I'm not going to go on and on about this, but what's interesting is the third factor Furman and Orszag choose:
A third possibility, the one explored in the remainder of this paper, is that the slowdown of productivity growth and the rise of inequality have a common cause, namely that reduced competition and reduced dynamism—in part caused by specific policy changes—have contributed to both issues.
One of the helpful things they clarify is what kind of inequality we're talking about, from the standpoint of workers:
The most important fact about inequality is that it has increased. But again, for the purpose of this paper there are several important subfacts. The first is that the increase in inequality is largely within labor income, although a reduction in the share of income going to labor and an increase in inequality within capital income have also played a role. Specifically, Table 1 decomposes the fraction of the increase in different forms of inequality that are due to increased dispersion of labor earnings (e.g., managers being paid more than line workers), increasing dispersion of capital income (e.g., some getting more of the dividends relative to others), and a reduction in the labor share (corresponding to an increase in the capital share, which is more unequally distributed). Further up the income scale the relative importance of increased inequality within capital income grows and increased inequality within labor income falls but the change in the labor share remains a relatively less important factor. 

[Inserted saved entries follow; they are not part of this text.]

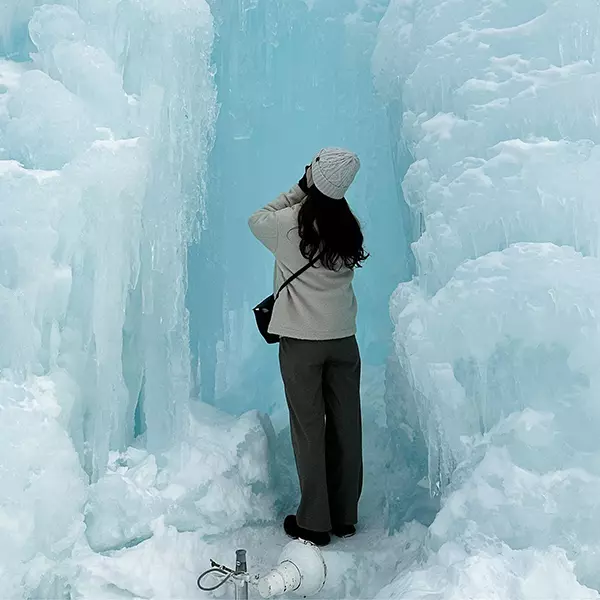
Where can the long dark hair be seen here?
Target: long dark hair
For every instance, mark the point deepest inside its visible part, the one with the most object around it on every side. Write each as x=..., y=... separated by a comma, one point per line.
x=328, y=228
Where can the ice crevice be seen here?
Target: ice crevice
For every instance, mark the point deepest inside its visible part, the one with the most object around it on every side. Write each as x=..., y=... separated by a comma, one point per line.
x=142, y=428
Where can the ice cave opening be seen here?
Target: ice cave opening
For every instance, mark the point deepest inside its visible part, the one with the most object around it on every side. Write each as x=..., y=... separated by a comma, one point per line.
x=142, y=425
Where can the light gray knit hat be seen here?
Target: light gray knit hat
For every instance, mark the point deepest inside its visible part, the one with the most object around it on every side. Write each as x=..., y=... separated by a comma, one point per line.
x=334, y=170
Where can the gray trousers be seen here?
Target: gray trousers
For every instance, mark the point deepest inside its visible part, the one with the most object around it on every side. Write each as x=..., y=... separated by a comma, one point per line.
x=322, y=386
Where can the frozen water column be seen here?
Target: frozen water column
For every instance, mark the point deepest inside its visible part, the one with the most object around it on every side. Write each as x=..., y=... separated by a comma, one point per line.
x=292, y=76
x=110, y=113
x=167, y=60
x=498, y=334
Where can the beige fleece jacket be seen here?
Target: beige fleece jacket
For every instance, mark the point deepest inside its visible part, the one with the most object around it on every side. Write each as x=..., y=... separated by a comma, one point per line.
x=320, y=304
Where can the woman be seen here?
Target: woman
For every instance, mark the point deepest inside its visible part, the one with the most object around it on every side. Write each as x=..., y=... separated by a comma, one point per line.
x=315, y=317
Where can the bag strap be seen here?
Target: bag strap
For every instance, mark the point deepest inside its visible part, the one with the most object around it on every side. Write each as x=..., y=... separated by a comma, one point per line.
x=297, y=274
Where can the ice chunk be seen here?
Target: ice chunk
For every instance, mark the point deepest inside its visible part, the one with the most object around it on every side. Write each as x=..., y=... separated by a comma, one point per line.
x=42, y=493
x=214, y=481
x=48, y=125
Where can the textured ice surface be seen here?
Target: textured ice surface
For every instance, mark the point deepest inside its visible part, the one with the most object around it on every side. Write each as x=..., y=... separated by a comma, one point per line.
x=498, y=335
x=103, y=149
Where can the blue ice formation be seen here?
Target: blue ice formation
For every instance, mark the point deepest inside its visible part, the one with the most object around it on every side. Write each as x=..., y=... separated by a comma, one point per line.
x=142, y=428
x=498, y=334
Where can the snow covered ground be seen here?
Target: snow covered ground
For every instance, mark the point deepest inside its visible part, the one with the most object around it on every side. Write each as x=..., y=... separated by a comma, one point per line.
x=142, y=427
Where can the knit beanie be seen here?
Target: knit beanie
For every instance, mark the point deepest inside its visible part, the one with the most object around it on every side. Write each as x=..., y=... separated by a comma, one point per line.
x=334, y=170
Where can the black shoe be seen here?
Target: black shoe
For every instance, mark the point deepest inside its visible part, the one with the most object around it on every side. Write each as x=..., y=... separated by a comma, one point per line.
x=344, y=530
x=318, y=538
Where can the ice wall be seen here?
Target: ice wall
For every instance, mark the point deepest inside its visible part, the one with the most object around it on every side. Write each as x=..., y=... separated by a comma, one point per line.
x=107, y=114
x=292, y=76
x=498, y=335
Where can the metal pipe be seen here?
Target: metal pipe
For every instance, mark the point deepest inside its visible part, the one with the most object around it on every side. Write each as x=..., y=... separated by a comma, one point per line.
x=241, y=566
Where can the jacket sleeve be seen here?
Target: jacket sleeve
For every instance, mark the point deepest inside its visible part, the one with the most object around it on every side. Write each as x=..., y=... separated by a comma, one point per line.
x=264, y=223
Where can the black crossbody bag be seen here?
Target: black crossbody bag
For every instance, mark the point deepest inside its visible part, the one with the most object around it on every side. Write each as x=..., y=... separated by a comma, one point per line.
x=264, y=311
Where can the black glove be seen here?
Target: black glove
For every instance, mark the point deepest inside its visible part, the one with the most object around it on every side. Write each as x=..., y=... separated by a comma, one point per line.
x=303, y=183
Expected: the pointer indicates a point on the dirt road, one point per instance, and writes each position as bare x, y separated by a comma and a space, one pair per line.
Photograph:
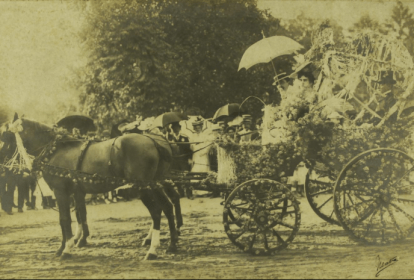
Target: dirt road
28, 242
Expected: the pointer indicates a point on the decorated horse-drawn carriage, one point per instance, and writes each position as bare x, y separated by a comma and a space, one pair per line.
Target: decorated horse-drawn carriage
360, 169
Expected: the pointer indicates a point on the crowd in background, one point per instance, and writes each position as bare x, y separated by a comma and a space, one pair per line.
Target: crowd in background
195, 153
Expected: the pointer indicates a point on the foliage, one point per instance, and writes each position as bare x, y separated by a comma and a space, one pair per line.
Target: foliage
147, 57
401, 25
334, 144
365, 23
252, 160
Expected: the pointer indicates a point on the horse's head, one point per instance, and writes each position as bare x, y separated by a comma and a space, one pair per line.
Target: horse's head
34, 135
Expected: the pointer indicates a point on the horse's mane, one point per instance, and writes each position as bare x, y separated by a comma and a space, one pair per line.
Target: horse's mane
36, 125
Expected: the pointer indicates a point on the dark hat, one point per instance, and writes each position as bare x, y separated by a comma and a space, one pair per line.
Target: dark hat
247, 118
198, 122
221, 123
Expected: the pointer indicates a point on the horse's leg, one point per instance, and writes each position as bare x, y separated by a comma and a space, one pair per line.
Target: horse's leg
147, 239
78, 232
175, 196
167, 207
82, 227
155, 212
62, 246
63, 200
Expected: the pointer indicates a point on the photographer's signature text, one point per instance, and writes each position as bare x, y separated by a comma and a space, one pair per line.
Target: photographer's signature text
383, 265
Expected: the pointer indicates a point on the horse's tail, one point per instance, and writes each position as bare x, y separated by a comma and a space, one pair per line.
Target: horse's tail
163, 147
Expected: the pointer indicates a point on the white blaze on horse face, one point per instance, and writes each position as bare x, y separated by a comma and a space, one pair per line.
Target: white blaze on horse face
155, 242
69, 245
78, 231
149, 233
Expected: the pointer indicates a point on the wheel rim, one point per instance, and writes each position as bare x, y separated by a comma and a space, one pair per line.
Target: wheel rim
320, 197
261, 217
374, 196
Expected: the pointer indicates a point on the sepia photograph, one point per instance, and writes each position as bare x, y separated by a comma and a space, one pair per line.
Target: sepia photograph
206, 139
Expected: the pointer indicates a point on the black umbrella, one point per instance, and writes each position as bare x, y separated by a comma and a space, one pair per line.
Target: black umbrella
83, 123
232, 109
167, 118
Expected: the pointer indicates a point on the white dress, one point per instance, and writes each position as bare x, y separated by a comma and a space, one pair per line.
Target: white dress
201, 161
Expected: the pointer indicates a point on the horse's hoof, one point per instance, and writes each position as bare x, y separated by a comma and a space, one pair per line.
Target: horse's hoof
171, 249
150, 257
81, 243
65, 256
146, 242
58, 253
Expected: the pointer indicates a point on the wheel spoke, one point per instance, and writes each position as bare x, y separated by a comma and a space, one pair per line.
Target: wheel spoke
411, 218
285, 225
355, 205
323, 204
350, 198
405, 200
399, 231
239, 235
253, 240
236, 205
322, 192
383, 224
279, 238
265, 241
370, 220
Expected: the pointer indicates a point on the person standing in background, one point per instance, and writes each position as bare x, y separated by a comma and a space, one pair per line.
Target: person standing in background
7, 188
26, 185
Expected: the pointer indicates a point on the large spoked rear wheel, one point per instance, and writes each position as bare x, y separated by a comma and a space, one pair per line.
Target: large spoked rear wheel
374, 196
261, 217
319, 193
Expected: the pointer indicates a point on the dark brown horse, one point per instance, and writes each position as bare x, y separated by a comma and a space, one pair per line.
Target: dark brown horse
134, 157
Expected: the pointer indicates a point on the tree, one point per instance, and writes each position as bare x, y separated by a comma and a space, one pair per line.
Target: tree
401, 25
147, 57
365, 23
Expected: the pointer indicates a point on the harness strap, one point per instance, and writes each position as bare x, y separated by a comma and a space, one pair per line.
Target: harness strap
83, 148
110, 156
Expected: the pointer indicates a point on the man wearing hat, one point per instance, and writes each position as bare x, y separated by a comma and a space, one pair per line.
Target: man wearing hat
7, 187
245, 135
184, 151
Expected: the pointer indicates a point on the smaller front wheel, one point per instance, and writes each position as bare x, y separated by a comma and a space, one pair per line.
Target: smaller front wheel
374, 196
261, 217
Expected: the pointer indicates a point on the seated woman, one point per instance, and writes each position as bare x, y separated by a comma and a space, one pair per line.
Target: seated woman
183, 150
297, 99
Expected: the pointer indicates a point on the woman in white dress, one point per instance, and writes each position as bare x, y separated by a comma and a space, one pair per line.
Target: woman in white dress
200, 160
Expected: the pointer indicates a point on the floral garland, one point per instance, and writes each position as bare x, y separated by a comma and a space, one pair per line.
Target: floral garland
41, 166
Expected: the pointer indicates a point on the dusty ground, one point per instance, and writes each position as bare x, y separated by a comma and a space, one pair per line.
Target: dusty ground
28, 242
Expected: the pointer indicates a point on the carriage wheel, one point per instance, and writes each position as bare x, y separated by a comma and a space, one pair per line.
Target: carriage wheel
320, 197
374, 196
261, 217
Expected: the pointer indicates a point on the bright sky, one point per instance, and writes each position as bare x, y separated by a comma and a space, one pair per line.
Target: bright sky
345, 12
39, 47
38, 50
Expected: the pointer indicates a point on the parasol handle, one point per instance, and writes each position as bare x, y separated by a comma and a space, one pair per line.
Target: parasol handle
273, 65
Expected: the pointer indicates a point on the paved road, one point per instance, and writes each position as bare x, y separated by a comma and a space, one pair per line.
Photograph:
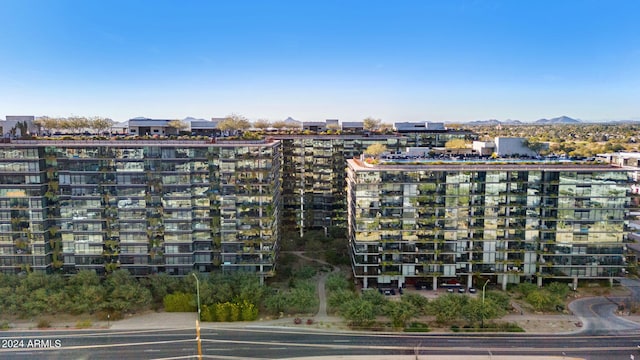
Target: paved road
255, 343
598, 313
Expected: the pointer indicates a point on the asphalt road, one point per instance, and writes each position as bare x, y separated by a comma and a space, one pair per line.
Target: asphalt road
256, 343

Where the biggest source of inequality, as you've heard by now, isn't in the disparity between wage income and capital income but different kinds of wage income, CEOs vs. janitors, as Dr. Krugman and I were saying. (CEO wage income gets massively transformed into tax-privileged capital, of course, through every technique from the IRA to the stock option, and CEOs become capitalists over the not-too-long run, because they're so crazy overpaid, but it happens through their paychecks.)

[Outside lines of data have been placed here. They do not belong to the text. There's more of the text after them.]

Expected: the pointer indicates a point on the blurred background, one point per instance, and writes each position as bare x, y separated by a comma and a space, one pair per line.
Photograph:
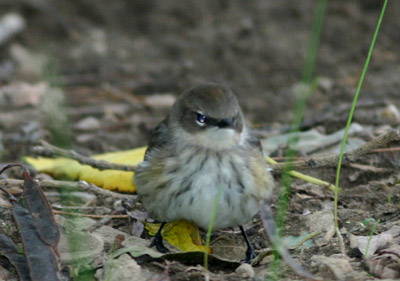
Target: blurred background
99, 75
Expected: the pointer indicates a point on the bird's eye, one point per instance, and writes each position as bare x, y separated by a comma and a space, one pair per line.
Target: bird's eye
201, 119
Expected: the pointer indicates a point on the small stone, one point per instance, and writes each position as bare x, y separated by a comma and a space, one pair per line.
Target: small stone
390, 114
245, 270
89, 123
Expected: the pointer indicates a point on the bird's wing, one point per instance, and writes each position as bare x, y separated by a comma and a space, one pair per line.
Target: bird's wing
158, 138
254, 141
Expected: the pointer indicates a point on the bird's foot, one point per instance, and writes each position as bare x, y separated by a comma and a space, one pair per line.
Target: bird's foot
249, 255
157, 241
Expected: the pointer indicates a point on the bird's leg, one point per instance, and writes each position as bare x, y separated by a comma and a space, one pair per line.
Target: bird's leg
250, 250
157, 241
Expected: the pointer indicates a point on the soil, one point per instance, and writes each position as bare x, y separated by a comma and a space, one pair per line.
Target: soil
122, 63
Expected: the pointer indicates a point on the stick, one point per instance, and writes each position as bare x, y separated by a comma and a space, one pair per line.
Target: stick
349, 157
49, 150
80, 185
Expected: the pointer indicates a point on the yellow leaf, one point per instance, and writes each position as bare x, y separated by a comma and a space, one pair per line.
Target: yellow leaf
63, 168
181, 233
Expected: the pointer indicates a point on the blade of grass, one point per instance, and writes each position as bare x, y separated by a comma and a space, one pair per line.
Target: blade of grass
210, 227
346, 132
307, 88
370, 238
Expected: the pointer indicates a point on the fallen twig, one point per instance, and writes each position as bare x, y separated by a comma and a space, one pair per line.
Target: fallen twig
10, 24
80, 185
90, 215
349, 157
49, 150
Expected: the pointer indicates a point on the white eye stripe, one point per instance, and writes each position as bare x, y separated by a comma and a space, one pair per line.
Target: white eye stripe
200, 124
200, 119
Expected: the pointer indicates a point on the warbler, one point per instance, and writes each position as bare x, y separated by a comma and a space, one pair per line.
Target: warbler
201, 148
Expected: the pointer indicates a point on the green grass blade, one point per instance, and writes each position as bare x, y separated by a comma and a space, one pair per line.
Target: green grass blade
343, 145
210, 226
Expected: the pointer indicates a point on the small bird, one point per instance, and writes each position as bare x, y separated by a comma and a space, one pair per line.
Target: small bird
202, 146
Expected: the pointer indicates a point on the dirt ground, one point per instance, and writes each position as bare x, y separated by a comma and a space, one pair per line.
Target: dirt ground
113, 69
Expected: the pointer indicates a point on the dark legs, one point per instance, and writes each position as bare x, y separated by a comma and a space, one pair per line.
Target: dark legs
250, 251
157, 241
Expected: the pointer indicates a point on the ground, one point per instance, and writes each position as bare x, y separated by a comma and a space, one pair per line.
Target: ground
97, 76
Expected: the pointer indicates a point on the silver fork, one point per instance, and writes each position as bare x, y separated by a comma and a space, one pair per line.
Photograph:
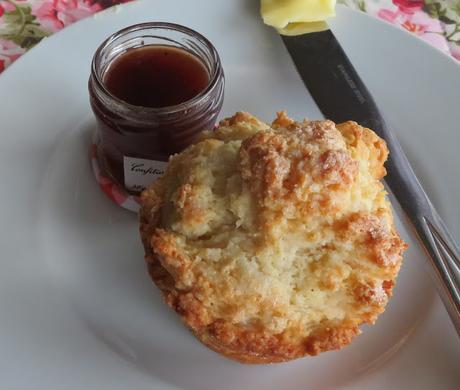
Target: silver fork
439, 245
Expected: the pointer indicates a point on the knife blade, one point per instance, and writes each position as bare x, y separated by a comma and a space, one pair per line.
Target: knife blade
341, 95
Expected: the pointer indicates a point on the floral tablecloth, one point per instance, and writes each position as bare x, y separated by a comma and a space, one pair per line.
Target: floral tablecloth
24, 23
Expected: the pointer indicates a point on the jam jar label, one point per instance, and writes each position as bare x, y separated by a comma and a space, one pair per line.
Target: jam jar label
140, 173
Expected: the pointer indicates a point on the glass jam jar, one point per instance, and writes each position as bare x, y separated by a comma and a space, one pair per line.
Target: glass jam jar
135, 141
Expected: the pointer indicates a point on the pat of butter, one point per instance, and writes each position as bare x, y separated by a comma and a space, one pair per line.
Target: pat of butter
295, 17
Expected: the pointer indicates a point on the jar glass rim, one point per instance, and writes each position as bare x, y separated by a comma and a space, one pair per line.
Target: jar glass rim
214, 77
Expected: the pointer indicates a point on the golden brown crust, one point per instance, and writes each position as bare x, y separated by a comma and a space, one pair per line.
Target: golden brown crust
274, 242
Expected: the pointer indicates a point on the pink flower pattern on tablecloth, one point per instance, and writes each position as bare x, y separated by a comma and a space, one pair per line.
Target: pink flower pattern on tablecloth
24, 23
434, 21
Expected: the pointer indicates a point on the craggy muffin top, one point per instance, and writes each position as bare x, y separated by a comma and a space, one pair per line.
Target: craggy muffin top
274, 242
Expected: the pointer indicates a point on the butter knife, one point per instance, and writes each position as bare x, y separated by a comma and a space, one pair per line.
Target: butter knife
341, 95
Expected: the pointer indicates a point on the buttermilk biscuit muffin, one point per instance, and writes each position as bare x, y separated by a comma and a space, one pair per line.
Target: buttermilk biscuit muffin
274, 242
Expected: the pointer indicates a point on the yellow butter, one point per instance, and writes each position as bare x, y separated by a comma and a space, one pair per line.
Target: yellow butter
295, 17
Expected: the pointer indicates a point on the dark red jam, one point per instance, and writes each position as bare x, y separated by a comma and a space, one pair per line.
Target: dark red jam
152, 94
156, 76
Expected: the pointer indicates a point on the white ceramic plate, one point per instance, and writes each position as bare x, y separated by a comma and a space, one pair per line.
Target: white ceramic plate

Anyway, in a normal time there'd be a normal explanation of the ongoing processes of market concentration and loss of firm dynamism, that they're functions of increasing productivity/efficiency, but those won't wash in our own period when productivity is slowing.

What can explain it is a reduction in antitrust enforcement and other anti-competitive developments:'
More evidence that this increase in concentration is not the “natural” result of efficiency, but instead reflects deliberate policy choices, comes from the fact that while concentration has risen in the United States, it has fallen in the Eurozone and some European Union members, like the United Kingdom (Döttling, Gutiérrez, and Philippon 2017). Döttling, Gutiérrez, and Philippon suggest that divergent paths in antitrust efforts, which have weakened in the United States and become stronger in Europe, may be one factor contributing to the observed trends in competition. 
Other policy developments impacting this dynamic have been the increased importance of intellectual property protections, which create a legal form of monopoly, and those, such as the expansion of occupational licensing and land use restrictions, which hamper geographic mobility.
Or, as old Karl Marx could have told you (and did!), if you give free rein to the tendency of capital to seek total control over its particular domain, it will, and the economy as a whole will suffer, as far as the ordinary person trying to get ahead is concerned. The major moment in history when this problem was overcome was in the Progressive movement and its sequels after the 1929 crash and the 1939 war, when antitrust legislation (and here and there a state monopoly) were used to stop it, and historically unparalleled prosperity over the largest cross-section of societies was a result.

Because as old Karl Marx couldn't have told you, but capitalist-to-her-bones Senator Warren tells us every day, the solution to our economic problems entails breaking them up; dividing the banks and the media companies and the aerospace manufacturers and the insurers into more manageable units, and not allowing them to take over. And David Brooks is wrong (but I guess you knew that already).